Un tributo alla verità

In occasione della cerimonia liturgica del 1° Maggio 2011 durante la quale Papa Benedetto XVI proclamerà ufficialmente Beato il suo predecessore Giovanni Paolo II, ritengo sia importante riportare in questo mio blog la parte finale del libro "Perché è santo" scritto da Slawomir Oder, postulatore della causa di beatificazione di Karol Wojtyla, con Saverio Gaeta, capo redattore del settimanale Famiglia Cristiana. Slawomir Oder nell'epilogo del suo libro, scrive: " Il 2 aprile 2005 mi trovavo in piazza S. Pietro insieme a migliaia di fedeli. Quando alle ore 21,37 venne diffusa la notizia della morte di Giovanni Paolo II, sentii nascere in me una gran voglia di gridare " E' morto il santo". Restai invece in silenzio e ammetto che un po' me ne sono pentito.
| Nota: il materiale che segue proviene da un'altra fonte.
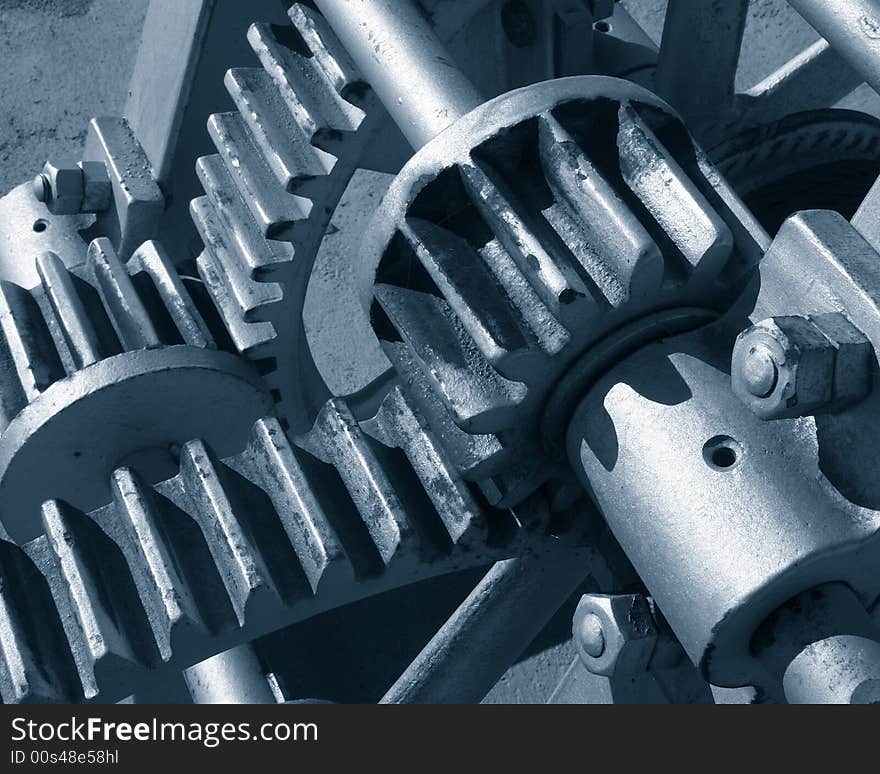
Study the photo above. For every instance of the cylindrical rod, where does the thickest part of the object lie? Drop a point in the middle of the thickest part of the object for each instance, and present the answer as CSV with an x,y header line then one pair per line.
x,y
405,62
490,630
824,644
852,27
232,677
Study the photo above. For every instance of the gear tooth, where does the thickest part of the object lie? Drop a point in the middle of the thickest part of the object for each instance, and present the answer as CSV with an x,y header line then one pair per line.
x,y
470,290
103,618
461,516
366,482
471,452
35,665
310,95
31,360
274,211
674,201
299,509
613,246
250,338
69,312
553,277
126,311
317,89
151,260
250,297
154,566
473,391
284,146
231,540
263,258
327,51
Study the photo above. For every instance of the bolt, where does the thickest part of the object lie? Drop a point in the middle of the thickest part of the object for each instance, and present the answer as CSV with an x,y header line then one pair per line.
x,y
796,365
42,188
759,372
591,635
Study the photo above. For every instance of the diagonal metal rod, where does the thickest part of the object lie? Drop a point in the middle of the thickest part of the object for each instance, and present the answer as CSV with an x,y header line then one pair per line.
x,y
405,62
852,27
699,55
490,630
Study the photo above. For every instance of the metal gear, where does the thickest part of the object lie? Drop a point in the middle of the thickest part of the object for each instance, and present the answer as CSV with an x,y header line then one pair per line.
x,y
550,292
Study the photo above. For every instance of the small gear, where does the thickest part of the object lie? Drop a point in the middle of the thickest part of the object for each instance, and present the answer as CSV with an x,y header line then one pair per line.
x,y
89,362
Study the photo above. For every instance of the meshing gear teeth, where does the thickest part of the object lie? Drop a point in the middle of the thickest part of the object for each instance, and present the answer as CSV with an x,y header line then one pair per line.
x,y
88,361
550,219
228,550
271,190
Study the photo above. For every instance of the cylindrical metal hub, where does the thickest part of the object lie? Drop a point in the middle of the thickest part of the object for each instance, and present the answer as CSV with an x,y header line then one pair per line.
x,y
724,516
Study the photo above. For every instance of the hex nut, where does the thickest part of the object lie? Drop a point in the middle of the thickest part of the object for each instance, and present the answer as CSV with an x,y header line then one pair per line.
x,y
628,633
795,366
64,187
97,189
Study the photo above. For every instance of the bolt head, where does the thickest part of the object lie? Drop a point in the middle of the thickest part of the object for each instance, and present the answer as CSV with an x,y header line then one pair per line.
x,y
614,633
590,635
759,372
41,188
795,366
64,189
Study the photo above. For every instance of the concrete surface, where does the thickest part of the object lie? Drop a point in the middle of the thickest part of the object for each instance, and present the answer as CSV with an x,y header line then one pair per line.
x,y
61,62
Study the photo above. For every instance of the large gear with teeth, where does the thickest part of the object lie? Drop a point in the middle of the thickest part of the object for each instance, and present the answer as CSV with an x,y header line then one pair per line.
x,y
542,305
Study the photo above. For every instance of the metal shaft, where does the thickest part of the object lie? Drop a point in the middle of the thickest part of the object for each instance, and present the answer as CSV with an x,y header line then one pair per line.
x,y
852,27
232,677
490,630
405,62
824,644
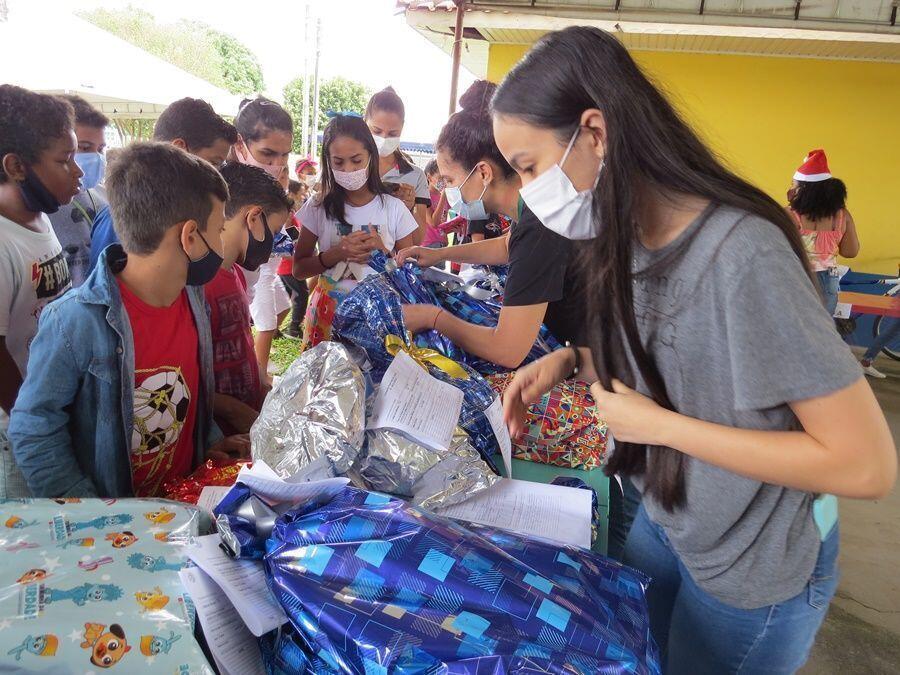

Il 28 giugno 2006, vigilia della festa dei santi Pietro e Paolo si è aperta a Roma l'inchiesta diocesana sulla vita, le virtù e la fama di santità di Papa Wojtyla e sia il cardinale Camillo Ruini, vicario di Sua Santità per la diocesi di Roma che il nuovo arcivescovo di Cracovia, il cardinale Stanislaw Dziwisz, hanno rivolto l'appello ai propri fedeli a comunicare tutte quelle notizie dalle quali si possano in qualche modo arguire elementi favorevoli o contrari alla fama di santità del servo di Dio Karol Wojtyla. Sono state ascoltate complessivamente 114 persone: 35 cardinali, 20 arcivescovi e vescovi, 11 sacerdoti, 5 religiosi, 3 suore, 36 laici, 3 non cattolici e 1 ebreo. Alle loro dichiarazioni si sono aggiunte quelle affidate alle innumerevoli lettere fatte pervenire dai fedeli alla Postulazione e molti di questi scritti esprimono sentita gratitudine a Dio per il dono di questo grande Papa, altri accolgono commosse attestazioni di grazie ricevute attribuite alla intercessione di Papa Wojtyla. Raccogliere e vagliare tutto questo materiale, oltre che ascoltare i testimoni intervenuti al processo, è stato per me e per i miei collaboratori un lavoro davvero impegnativo ma senza dubbio indispensabile in quanto ha permesso di corroborare la fama di santità di Giovanni Paolo II ponendosi come prezioso tributo di verità. Una verità che, grazie alle voci di chi ha contribuito a restituirla integra, brilla oggi incontestabile e fulgida."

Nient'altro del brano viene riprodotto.